Is 2 days enough in Anchorage?

2 days is the minimum for a satisfying visit β€” you'll see the headline sights but won't have flex time. If you can stretch to 4, you unlock a day trip and the food walks that make the trip memorable.

Is 6 days too long in Anchorage?

6 days is for travellers who want to slow down β€” eat at neighbourhood spots tourists don't reach, take repeat day trips, and live in the city. If you're a tick-the-list traveller, 4 is enough.
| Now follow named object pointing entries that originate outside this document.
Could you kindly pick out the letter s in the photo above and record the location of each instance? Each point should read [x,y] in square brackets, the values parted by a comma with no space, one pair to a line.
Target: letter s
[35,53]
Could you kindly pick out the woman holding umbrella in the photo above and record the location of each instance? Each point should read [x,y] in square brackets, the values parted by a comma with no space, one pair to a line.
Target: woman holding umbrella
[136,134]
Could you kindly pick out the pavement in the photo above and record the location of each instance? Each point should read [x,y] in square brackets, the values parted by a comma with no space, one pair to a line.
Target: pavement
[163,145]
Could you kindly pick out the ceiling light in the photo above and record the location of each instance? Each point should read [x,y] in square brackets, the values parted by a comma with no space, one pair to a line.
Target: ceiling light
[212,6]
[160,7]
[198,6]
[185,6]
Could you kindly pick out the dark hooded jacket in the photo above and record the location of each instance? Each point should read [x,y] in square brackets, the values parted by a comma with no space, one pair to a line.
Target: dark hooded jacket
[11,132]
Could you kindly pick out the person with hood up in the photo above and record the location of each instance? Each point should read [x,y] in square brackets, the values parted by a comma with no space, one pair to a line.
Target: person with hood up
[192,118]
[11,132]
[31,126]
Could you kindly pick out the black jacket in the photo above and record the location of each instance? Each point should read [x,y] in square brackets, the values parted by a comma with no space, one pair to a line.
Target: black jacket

What's the ideal trip length for first-time visitors to Anchorage?

4 days is the sweet spot for a first visit β€” long enough to cover the must-sees, eat at three good spots, take one day trip, and not feel like you're racing a checklist. Less than 2 usually feels rushed; more than 6 is into slow-travel territory.

Should I add Anchorage to a longer regional trip?

Yes β€” Anchorage works well as a 2-4-day stop on a longer regional itinerary. Pair it with a nearby destination via the trip planner so the transit days don't compress your time on the ground.